How do I achieve this?
Thanks in advance.
June 22, 2017 at 9:27 am
You need to use a splitter function to split the string into its individual elements.
John
June 22, 2017 at 9:30 am
You could use the Delimited8KSplit. Then it becomes as trivial as:
SELECT DS.Item
FROM YourTable YT
CROSS APPLY dbo.Delimited8KSplit (YT.YourColumn, '/') DS
WHERE DS.ItemNumber = 6;
This would return the value "fs.testcollection", using your example url.
Thom~
Excuse my typos and sometimes awful grammar. My fingers work faster than my brain does.
Larnu.uk
June 22, 2017 at 9:57 am
I created a function called SubstringBetween8K which was designed for exactly this type of problem. It uses NGrams8K. Here's the function:
CREATE FUNCTION [dbo].[substringBetween8K]
(
@string varchar(8000),
@start tinyint,
@stop tinyint,
@delimiter char(1)
)
/*****************************************************************************************
Purpose:
Takes in input string (@string) and returns the text between two instances of a delimiter
(@delimiter); the location of the delimiters is defined by @start and @stop.

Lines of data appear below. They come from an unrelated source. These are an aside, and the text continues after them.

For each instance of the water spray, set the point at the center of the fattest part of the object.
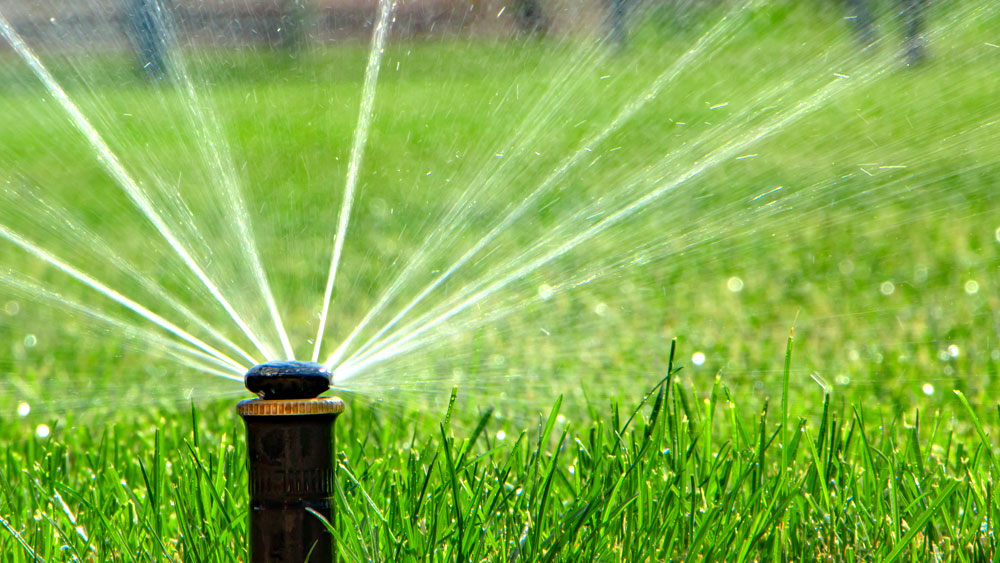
(290, 442)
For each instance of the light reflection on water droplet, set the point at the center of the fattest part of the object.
(735, 284)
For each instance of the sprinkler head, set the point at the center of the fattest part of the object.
(287, 380)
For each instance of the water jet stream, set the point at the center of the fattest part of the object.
(724, 26)
(113, 166)
(379, 35)
(397, 343)
(181, 353)
(216, 152)
(18, 199)
(113, 295)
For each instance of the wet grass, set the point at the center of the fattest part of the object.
(682, 474)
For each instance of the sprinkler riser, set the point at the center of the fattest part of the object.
(291, 476)
(290, 445)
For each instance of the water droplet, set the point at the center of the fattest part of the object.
(735, 284)
(545, 291)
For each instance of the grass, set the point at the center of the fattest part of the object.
(678, 475)
(852, 447)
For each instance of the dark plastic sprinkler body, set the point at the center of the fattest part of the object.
(290, 442)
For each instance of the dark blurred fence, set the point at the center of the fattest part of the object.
(290, 22)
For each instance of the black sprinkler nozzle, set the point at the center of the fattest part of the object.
(287, 380)
(290, 442)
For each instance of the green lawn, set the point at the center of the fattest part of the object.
(801, 185)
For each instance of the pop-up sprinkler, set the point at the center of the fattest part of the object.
(290, 443)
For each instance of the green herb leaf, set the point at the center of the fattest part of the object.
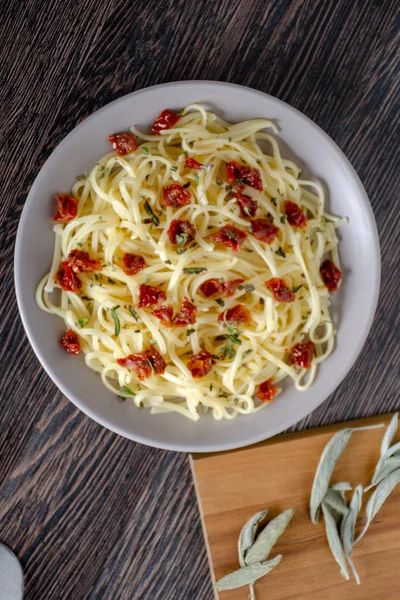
(150, 212)
(280, 252)
(248, 534)
(133, 313)
(82, 322)
(332, 452)
(248, 287)
(194, 270)
(334, 541)
(268, 537)
(116, 319)
(247, 575)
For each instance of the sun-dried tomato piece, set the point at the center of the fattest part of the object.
(248, 206)
(67, 278)
(211, 287)
(165, 120)
(149, 296)
(175, 195)
(178, 228)
(80, 261)
(280, 290)
(70, 342)
(144, 364)
(263, 230)
(187, 314)
(230, 236)
(67, 209)
(330, 274)
(301, 355)
(132, 263)
(230, 287)
(164, 314)
(123, 143)
(201, 364)
(295, 215)
(241, 174)
(235, 315)
(267, 391)
(192, 163)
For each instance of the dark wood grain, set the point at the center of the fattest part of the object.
(92, 515)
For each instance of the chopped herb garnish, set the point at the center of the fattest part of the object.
(116, 319)
(126, 390)
(133, 313)
(280, 252)
(181, 239)
(247, 286)
(149, 211)
(82, 322)
(194, 270)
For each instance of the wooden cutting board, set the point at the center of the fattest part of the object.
(278, 474)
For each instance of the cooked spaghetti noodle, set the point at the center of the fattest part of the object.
(123, 209)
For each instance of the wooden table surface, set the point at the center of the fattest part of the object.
(92, 515)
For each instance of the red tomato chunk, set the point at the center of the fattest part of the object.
(295, 215)
(70, 342)
(230, 236)
(165, 120)
(264, 231)
(330, 274)
(201, 364)
(175, 195)
(267, 391)
(144, 364)
(280, 290)
(301, 355)
(149, 296)
(123, 143)
(67, 209)
(133, 263)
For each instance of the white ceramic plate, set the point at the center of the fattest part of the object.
(354, 304)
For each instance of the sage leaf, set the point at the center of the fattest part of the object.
(268, 537)
(349, 522)
(389, 434)
(334, 499)
(247, 575)
(390, 465)
(334, 541)
(330, 455)
(248, 534)
(377, 499)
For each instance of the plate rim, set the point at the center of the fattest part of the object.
(286, 422)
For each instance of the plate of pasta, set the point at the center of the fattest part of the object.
(197, 266)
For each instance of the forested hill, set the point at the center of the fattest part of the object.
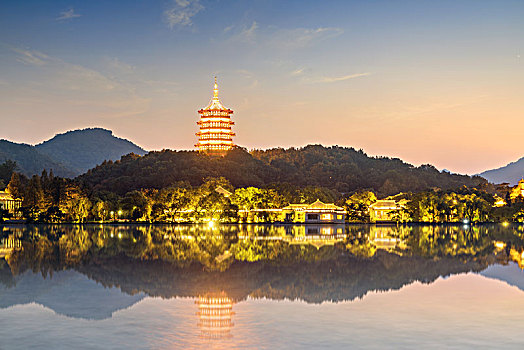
(30, 161)
(341, 169)
(510, 173)
(81, 150)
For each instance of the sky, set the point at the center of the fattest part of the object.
(439, 82)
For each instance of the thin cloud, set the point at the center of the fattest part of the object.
(181, 12)
(343, 78)
(110, 95)
(283, 39)
(298, 71)
(247, 34)
(68, 14)
(31, 57)
(302, 37)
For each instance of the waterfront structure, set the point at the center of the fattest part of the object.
(314, 213)
(215, 135)
(387, 210)
(499, 201)
(214, 313)
(517, 191)
(9, 203)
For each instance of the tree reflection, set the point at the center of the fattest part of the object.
(260, 261)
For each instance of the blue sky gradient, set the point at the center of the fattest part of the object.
(436, 82)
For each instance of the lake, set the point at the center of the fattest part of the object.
(261, 287)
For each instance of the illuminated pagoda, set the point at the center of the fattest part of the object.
(215, 135)
(214, 313)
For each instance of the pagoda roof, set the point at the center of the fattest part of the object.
(215, 104)
(6, 196)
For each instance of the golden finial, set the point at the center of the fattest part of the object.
(215, 90)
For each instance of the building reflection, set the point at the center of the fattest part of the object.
(9, 244)
(215, 311)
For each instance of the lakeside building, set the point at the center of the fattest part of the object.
(215, 135)
(517, 191)
(9, 203)
(387, 210)
(314, 213)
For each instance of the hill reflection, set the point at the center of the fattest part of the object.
(314, 264)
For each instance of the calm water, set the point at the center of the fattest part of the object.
(261, 287)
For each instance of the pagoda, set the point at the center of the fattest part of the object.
(215, 135)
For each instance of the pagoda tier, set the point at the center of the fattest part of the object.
(215, 134)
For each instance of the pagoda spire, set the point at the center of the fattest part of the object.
(215, 90)
(215, 134)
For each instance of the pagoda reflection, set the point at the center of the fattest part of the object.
(215, 311)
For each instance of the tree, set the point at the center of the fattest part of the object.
(34, 197)
(7, 169)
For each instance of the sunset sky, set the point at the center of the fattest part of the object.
(438, 82)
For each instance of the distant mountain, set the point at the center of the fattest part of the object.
(30, 161)
(336, 168)
(81, 150)
(69, 154)
(511, 173)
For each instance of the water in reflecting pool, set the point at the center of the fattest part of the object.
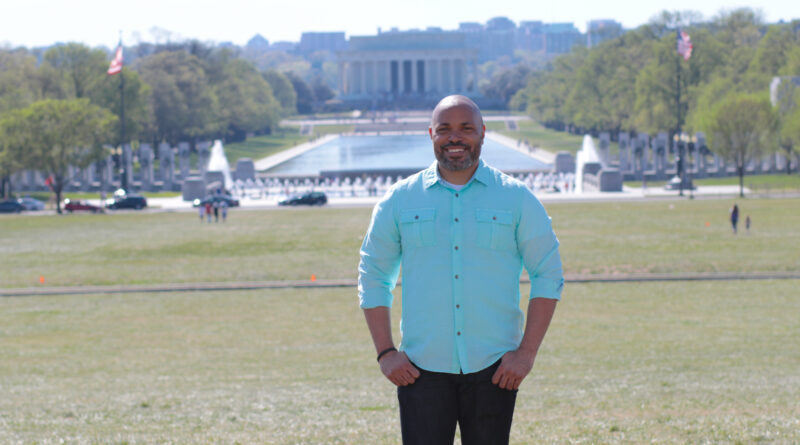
(393, 151)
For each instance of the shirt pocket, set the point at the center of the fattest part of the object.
(418, 227)
(495, 229)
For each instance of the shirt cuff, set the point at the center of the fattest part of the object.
(377, 297)
(546, 288)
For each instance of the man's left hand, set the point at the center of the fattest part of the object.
(514, 367)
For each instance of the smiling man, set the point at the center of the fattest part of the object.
(462, 232)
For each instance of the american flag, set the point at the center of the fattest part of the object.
(684, 45)
(116, 64)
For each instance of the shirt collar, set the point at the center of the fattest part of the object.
(430, 175)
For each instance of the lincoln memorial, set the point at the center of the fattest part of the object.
(407, 67)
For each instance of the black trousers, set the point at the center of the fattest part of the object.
(431, 407)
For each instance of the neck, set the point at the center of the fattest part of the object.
(458, 177)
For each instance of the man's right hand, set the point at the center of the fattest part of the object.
(398, 369)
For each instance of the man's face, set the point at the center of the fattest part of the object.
(457, 134)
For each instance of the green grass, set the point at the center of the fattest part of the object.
(757, 183)
(622, 363)
(550, 140)
(259, 147)
(291, 244)
(676, 362)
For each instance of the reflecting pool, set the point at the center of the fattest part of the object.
(406, 151)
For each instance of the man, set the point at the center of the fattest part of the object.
(462, 231)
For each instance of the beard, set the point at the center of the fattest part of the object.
(469, 159)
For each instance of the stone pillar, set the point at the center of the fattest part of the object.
(127, 156)
(624, 151)
(605, 144)
(643, 147)
(146, 163)
(414, 78)
(661, 143)
(184, 152)
(363, 77)
(341, 78)
(166, 165)
(203, 154)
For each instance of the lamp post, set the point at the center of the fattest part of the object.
(119, 152)
(692, 146)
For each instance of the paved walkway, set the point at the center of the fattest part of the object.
(349, 282)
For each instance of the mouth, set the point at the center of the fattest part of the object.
(454, 148)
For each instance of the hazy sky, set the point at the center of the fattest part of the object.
(99, 22)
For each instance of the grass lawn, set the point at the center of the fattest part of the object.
(292, 244)
(550, 140)
(676, 362)
(777, 183)
(710, 362)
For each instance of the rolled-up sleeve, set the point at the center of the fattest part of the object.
(538, 246)
(380, 257)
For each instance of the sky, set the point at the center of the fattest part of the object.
(33, 23)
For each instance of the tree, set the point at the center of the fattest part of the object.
(741, 128)
(52, 135)
(505, 84)
(246, 103)
(79, 67)
(182, 103)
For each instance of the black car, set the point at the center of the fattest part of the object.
(11, 206)
(310, 198)
(137, 202)
(216, 199)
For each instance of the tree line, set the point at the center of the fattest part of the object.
(632, 83)
(173, 93)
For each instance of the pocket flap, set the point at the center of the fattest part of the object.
(493, 216)
(417, 215)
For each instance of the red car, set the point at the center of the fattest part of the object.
(80, 206)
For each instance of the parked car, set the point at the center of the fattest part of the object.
(31, 204)
(10, 206)
(216, 198)
(310, 198)
(137, 202)
(81, 206)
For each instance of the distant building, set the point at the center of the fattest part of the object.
(598, 31)
(311, 42)
(559, 38)
(412, 67)
(530, 36)
(284, 46)
(257, 44)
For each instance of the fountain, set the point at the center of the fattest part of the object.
(586, 155)
(217, 162)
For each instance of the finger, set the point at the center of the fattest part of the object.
(497, 376)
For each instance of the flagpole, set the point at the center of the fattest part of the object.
(124, 170)
(679, 164)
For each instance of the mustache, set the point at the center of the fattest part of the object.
(455, 144)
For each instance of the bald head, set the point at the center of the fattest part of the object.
(453, 101)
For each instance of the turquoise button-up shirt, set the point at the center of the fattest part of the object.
(462, 254)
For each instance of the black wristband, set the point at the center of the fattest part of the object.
(386, 351)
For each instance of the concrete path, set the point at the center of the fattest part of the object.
(350, 282)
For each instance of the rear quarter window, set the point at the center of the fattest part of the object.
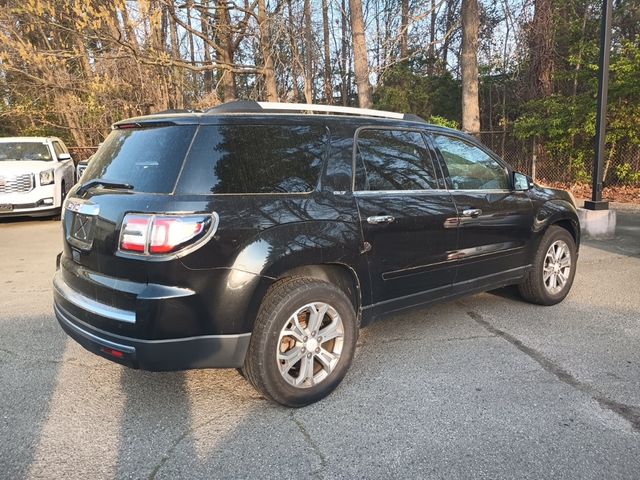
(255, 159)
(147, 158)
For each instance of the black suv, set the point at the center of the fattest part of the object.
(263, 236)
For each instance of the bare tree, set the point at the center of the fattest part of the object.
(541, 49)
(469, 66)
(328, 86)
(404, 29)
(271, 86)
(360, 57)
(308, 53)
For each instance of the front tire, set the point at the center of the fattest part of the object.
(554, 267)
(63, 194)
(302, 343)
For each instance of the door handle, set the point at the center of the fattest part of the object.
(472, 212)
(378, 219)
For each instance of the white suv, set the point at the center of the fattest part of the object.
(35, 175)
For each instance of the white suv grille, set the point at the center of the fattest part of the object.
(16, 183)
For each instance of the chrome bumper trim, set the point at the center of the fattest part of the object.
(79, 300)
(62, 316)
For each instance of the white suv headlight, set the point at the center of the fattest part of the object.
(47, 177)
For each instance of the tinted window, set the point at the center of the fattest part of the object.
(58, 148)
(255, 159)
(24, 151)
(469, 167)
(147, 158)
(393, 160)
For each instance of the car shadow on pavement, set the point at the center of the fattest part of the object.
(30, 364)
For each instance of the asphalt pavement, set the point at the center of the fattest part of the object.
(485, 387)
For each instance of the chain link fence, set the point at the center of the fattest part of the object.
(621, 167)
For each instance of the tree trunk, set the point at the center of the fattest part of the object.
(432, 39)
(295, 54)
(308, 57)
(469, 66)
(449, 19)
(177, 77)
(228, 78)
(404, 29)
(344, 45)
(271, 87)
(328, 84)
(204, 27)
(541, 50)
(360, 58)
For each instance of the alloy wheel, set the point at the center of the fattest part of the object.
(557, 267)
(310, 345)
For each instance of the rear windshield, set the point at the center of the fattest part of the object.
(147, 158)
(255, 159)
(24, 151)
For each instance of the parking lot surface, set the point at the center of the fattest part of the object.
(484, 387)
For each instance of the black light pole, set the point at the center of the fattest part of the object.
(596, 202)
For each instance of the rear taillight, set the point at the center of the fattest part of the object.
(163, 234)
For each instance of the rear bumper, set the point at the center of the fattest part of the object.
(208, 351)
(41, 201)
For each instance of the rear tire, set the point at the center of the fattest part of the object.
(554, 267)
(288, 359)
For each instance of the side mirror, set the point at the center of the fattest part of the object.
(522, 182)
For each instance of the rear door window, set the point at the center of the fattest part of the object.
(255, 159)
(147, 158)
(469, 167)
(393, 159)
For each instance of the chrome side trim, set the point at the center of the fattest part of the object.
(62, 316)
(358, 193)
(308, 107)
(90, 305)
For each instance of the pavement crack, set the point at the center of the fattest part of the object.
(172, 449)
(630, 413)
(168, 454)
(311, 442)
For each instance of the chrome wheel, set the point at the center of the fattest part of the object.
(310, 345)
(557, 267)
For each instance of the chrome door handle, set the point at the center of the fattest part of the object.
(472, 212)
(377, 220)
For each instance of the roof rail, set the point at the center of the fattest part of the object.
(176, 110)
(247, 106)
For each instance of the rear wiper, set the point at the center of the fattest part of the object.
(104, 184)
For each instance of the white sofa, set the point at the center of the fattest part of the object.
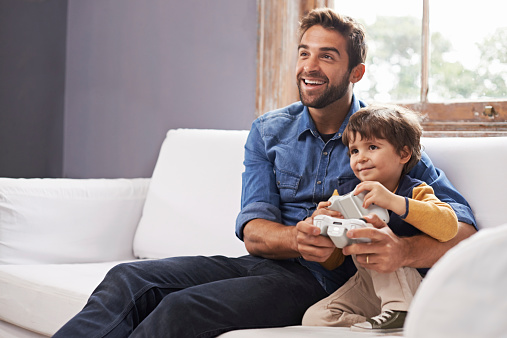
(58, 237)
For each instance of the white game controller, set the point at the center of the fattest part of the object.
(351, 206)
(336, 229)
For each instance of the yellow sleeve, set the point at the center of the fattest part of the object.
(430, 215)
(335, 260)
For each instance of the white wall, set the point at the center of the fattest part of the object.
(138, 68)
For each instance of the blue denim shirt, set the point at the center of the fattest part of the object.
(289, 169)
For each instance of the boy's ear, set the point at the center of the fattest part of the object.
(405, 155)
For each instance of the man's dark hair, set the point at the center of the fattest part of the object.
(352, 30)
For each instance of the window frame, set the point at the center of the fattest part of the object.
(276, 87)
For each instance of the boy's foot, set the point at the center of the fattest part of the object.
(387, 321)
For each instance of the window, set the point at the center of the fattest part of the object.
(448, 63)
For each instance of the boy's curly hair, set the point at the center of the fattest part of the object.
(397, 125)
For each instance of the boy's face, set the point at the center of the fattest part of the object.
(376, 160)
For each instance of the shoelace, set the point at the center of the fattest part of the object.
(383, 317)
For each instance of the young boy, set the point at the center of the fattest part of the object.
(384, 145)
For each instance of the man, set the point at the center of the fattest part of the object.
(288, 170)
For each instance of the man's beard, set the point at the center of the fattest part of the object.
(330, 95)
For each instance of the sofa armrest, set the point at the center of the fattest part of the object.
(69, 220)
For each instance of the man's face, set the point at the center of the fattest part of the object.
(322, 68)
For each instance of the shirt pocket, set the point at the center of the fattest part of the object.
(288, 184)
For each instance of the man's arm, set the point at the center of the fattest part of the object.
(388, 252)
(277, 241)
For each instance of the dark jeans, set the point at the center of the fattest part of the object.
(195, 297)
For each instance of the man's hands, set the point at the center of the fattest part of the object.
(385, 253)
(311, 245)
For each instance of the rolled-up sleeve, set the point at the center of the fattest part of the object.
(260, 197)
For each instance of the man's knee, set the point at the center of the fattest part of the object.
(317, 315)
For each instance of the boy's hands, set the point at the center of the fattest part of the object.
(379, 195)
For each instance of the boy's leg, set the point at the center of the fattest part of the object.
(352, 303)
(396, 290)
(130, 292)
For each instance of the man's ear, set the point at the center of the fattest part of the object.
(357, 73)
(405, 155)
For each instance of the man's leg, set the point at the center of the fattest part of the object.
(130, 292)
(271, 294)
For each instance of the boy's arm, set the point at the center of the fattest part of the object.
(430, 215)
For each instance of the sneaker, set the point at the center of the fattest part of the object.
(387, 321)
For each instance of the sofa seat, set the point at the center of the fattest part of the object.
(59, 237)
(32, 288)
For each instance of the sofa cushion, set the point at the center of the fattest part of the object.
(43, 297)
(476, 167)
(194, 196)
(68, 220)
(463, 294)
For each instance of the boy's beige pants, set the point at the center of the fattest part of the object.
(365, 295)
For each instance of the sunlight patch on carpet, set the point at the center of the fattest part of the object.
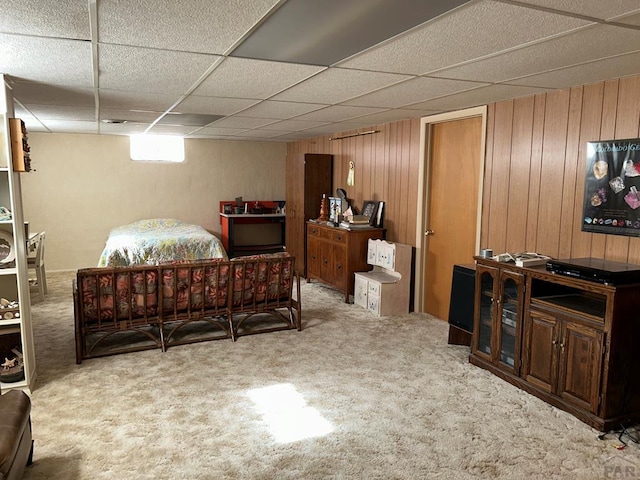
(287, 414)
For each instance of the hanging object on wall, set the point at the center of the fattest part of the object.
(324, 209)
(351, 174)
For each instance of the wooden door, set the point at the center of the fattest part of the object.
(540, 356)
(580, 365)
(452, 207)
(313, 254)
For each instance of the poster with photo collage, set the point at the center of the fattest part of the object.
(612, 188)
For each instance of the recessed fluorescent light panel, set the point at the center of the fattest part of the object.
(157, 148)
(323, 32)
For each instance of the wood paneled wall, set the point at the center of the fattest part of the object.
(534, 169)
(386, 169)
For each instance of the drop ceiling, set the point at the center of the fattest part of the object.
(269, 70)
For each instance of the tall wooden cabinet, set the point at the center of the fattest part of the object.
(16, 333)
(308, 177)
(570, 342)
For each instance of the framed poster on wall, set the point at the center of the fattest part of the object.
(612, 188)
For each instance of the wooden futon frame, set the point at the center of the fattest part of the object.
(127, 309)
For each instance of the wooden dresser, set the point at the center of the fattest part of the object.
(335, 254)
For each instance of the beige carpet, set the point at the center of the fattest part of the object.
(394, 400)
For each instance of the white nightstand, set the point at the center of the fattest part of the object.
(385, 289)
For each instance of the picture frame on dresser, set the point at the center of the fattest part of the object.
(369, 209)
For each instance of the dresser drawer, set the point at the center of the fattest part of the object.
(373, 304)
(339, 237)
(313, 231)
(326, 233)
(374, 287)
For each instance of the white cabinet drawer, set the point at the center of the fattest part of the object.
(373, 303)
(360, 291)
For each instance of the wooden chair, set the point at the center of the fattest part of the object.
(36, 263)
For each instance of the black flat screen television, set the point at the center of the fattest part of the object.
(612, 188)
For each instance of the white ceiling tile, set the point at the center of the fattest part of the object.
(259, 133)
(244, 78)
(589, 8)
(279, 110)
(580, 46)
(211, 26)
(32, 17)
(213, 130)
(171, 129)
(214, 105)
(152, 56)
(292, 125)
(129, 128)
(149, 70)
(474, 30)
(394, 115)
(49, 94)
(336, 85)
(46, 60)
(244, 122)
(338, 113)
(478, 96)
(584, 74)
(135, 100)
(633, 20)
(56, 112)
(131, 116)
(409, 92)
(336, 128)
(71, 126)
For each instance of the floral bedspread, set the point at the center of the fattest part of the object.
(159, 240)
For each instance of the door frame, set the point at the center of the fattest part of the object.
(424, 172)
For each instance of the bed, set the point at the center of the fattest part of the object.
(159, 240)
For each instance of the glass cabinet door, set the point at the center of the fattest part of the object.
(511, 301)
(486, 312)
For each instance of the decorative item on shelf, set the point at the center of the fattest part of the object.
(324, 209)
(7, 249)
(5, 213)
(20, 150)
(12, 367)
(351, 175)
(379, 219)
(369, 208)
(335, 209)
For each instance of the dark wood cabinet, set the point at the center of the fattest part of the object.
(574, 341)
(308, 177)
(335, 254)
(499, 298)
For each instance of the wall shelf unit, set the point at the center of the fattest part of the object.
(16, 332)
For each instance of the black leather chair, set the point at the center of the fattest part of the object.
(16, 442)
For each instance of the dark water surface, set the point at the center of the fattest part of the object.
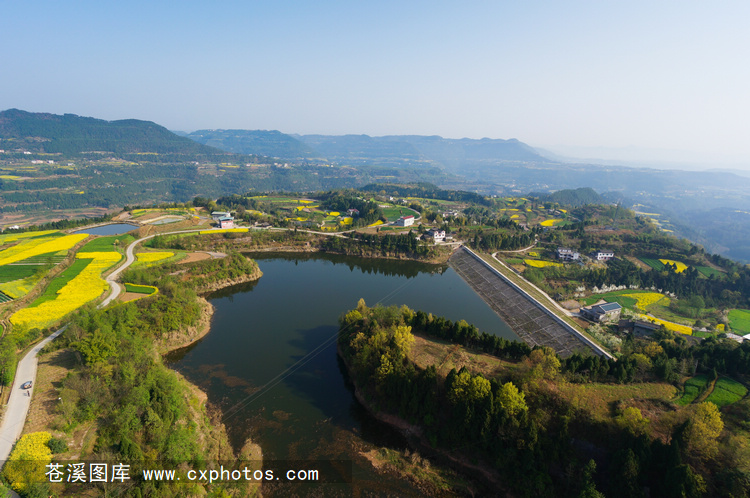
(111, 229)
(270, 359)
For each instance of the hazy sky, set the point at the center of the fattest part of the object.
(649, 74)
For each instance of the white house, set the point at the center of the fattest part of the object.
(602, 255)
(435, 235)
(567, 254)
(405, 221)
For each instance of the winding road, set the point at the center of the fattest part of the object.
(20, 399)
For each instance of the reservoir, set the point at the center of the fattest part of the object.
(270, 363)
(111, 229)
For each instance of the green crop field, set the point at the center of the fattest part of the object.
(106, 244)
(394, 212)
(693, 388)
(8, 273)
(726, 392)
(708, 271)
(739, 320)
(653, 263)
(139, 289)
(617, 296)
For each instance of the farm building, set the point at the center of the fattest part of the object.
(435, 235)
(568, 254)
(602, 255)
(405, 221)
(226, 222)
(602, 312)
(217, 215)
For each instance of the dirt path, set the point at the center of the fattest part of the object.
(20, 399)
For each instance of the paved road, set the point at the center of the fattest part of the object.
(19, 401)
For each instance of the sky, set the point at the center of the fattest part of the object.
(670, 77)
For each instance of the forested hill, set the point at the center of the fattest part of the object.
(403, 150)
(260, 142)
(70, 134)
(571, 197)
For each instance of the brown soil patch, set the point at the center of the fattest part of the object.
(130, 296)
(445, 356)
(53, 368)
(570, 304)
(637, 262)
(192, 257)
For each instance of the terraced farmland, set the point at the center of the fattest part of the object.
(727, 391)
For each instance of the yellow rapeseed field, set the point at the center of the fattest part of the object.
(27, 462)
(84, 287)
(223, 230)
(549, 223)
(150, 257)
(38, 246)
(540, 264)
(681, 267)
(646, 298)
(674, 327)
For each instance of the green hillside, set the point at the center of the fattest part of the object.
(71, 135)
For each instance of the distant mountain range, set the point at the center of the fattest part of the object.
(711, 208)
(403, 150)
(70, 134)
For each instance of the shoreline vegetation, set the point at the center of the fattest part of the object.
(399, 247)
(525, 421)
(119, 401)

For example: if @string = 'xx.yy.zz.abc', @start=1, @stop=3, and @delimiter = '.' the
function will return the text: yy.zz; this is the text between the first and third
instance of "." in the string "xx.yy.zz.abc".
Compatibility:
SQL Server 2008+
Syntax:
--===== Autonomous use
SELECT sb.token, sb.position, sb.tokenLength
FROM dbo.substringBetween8K(@string, @start, @stop, @delimiter); sb;
--===== Use against a table
SELECT sb.token, sb.position, sb.tokenLength
FROM SomeTable st
CROSS APPLY dbo.substringBetween8K(st.SomeColumn1, 1, 2, '.') sb;
Parameters:
@string = varchar(8000); Input string to parse
@delimiter = char(1); this is the delimiter use to determine where the output starts/ends
@start = tinyint; the first instance of @delimiter to search for; this is where the
output should start. When @start is 0 then the function will return
everything from the beginning of @string until @end.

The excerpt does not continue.